Higher surgeon volume is associated with improved outcomes for CEAs performed in patients with asymptomatic carotid disease, but not for symptomatic carotid disease. For asymptomatic carotid disease, the probability of stroke or death was no longer reduced significantly at cutoff points of 20 or more CEAs per year.

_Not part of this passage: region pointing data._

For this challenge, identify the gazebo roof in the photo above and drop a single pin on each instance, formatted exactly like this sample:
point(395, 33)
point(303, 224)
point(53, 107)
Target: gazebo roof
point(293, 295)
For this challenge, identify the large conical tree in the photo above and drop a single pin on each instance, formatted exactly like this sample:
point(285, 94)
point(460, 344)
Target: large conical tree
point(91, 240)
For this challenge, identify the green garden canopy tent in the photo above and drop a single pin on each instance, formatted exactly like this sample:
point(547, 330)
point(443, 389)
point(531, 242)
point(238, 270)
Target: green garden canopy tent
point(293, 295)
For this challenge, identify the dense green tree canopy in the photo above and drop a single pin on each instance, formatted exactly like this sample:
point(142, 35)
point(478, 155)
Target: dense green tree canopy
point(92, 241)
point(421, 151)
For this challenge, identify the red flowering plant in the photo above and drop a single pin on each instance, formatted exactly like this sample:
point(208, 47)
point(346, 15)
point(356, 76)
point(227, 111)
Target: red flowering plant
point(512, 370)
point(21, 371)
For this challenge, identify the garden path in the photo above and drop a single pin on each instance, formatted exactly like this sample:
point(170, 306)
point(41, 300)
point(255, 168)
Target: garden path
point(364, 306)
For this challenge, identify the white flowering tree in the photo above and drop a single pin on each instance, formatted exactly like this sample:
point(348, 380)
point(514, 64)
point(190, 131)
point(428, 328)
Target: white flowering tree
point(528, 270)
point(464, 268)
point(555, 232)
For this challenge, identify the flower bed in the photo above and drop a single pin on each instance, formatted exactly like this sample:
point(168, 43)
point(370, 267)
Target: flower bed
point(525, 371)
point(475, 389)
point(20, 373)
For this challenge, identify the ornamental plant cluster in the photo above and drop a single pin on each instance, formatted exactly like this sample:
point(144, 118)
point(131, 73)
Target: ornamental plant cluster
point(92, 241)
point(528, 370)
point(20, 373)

There are a number of other variables that may impact the clinical outcomes for CEA, so it is premature at this time to restrict privileges based on surgeon volume criteria.

摘要

目的

颈动脉内膜切除术(CEA)等常见血管手术的结果与外科医生的手术量有关。然而,CEA 手术量与降低卒中或死亡率相关的具体数值仍不清楚。本研究旨在确定与卒中或死亡率降低相关的 CEA 外科医生的年手术量。

方法

分析 2003 年至 2009 年间在全国住院患者样本中接受 CEA 的患者。将年度外科医生手术量与院内卒中或死亡的复合终点相关联。采用混合线性回归分析确定 CEA 的年度外科医生手术量是否为复合结局的独立预测因子。从回归模型中构建受试者工作特征曲线,并使用该曲线计算约登指数,约登指数定义了预测院内卒中与死亡的 CEA 年手术量的最佳截断点。进一步使用卡方检验评估该截断点,以确定 CEA 年手术量的递增是否与院内卒中或死亡率的降低相关。

结果

共纳入了 104918 例带有外科医生识别码的 CEA 病例。CEA 的院内卒中或死亡率为 1.26%。预期,与无症状患者相比,有症状患者的 CEA 后卒中或死亡率更高(6.46%比 0.72%;P<0.0001)。对于有症状的患者,外科医生手术量与复合终点之间的关系没有统计学意义(P=0.435)。相反,CEA 对无症状患者的手术量与结局之间存在很强的关系,低、中、高手术量的外科医生的卒中/死亡率分别为 1.66%、0.91%和 0.65%(P<0.0001)。多变量分析确定年龄、非裔美国人种族、Charlson 合并症指数和外科医生手术量是无症状颈动脉狭窄患者 CEA 后卒中/死亡的独立预测因子。对于无症状患者,预测卒中/死亡率的最佳 CEA 年手术量截断值为 19.4 例(灵敏度 74.9%,特异性 72.6%,约登指数 0.475)。分析不同外科医生手术量截断点的结局发现,每年手术量小于 20 例时,并发症的发生率和卒中或死亡的调整概率较高,而每年手术量大于 20 例时,并发症的发生率和卒中或死亡的调整概率较低。每年手术量大于 20 例的截断点并没有产生明显低于每年 20 例 CEA 的卒中/死亡率,这证实了每年 20 例 CEA 的截断点。数据库中只有 16%的外科医生达到了每年 20 例 CEA 的阈值。

结论

较高的外科医生手术量与无症状颈动脉疾病患者 CEA 结果的改善相关,但与有症状颈动脉疾病患者无关。对于无症状颈动脉疾病,每年 20 例或更多 CEA 的手术量截断点不再显著降低卒中或死亡的概率。还有许多其他变量可能影响 CEA 的临床结局,因此目前根据外科医生手术量标准限制手术权限还为时过早。